Researchers conducted the poll of 4,428 adults from May 13 to 19, and it has a margin of error of minus or plus 2%. Those most likely to say they would be vaccinated included Democrats, white respondents, those with higher household incomes and college degrees, and those who live in suburban or urban areas.

In a related development, US pharmacies are scaling up their plans to address a surge in demand for flu vaccine, according to a separate Reuters report. The Rite Aid chain said it has increased its order for flu shots by 40% for the upcoming season, and other chains such as CVS, Walmart, and Walgreens are also expecting more demand. Australia-based flu vaccine maker CSL Ltd said demand from its customers is up 10%, and GlaxoSmithKline said it is ready to expand production as needed.
May 26 Reuters story
CDC flu vaccine coverage for the 2018-2019 season
May 26 Reuters story on pharmacy plans


Amivas: US FDA approves injectable artesunate for severe malaria

Drug maker Amivas today announced US Food and Drug Administration (FDA) approval of injectable artesunate for the initial treatment of severe malaria in adults and children.

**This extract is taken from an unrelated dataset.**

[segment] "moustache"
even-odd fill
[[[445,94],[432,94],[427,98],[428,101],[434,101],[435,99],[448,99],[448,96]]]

Injectable artesunate, an artemisinin derivative, is on the World Health Organization Model List of Essential Medicines.

Artesunate has been available in the United States since 2007 only through an expanded-access investigational new drug program managed by the Centers for Disease Control and Prevention (CDC). It was developed by the Walter Reed Army Institute of Research and the US Army Medical Materiel Development Activity.

Two clinical trials on artesunate treatment of 6,886 adults, children, and pregnant women showed that the drug reduced the death rate by 34.7% and 22.5% versus the injectable standard-of-care drug, according to Amivas' press release. Another study, involving 92 malaria patients treated with artesunate from January 2007 to December 2010, found a death rate of 6.9%.

Amivas said that the CDC will continue to offer artesunate until Amivas, headquartered in Frederick, Maryland, makes it available nationwide in the coming months.

About 2,000 people in the United States are diagnosed as having malaria each year. Untreated, the mosquito-borne disease causes severe disease in about 15% of infected people, in whom the death rate is nearly 100%.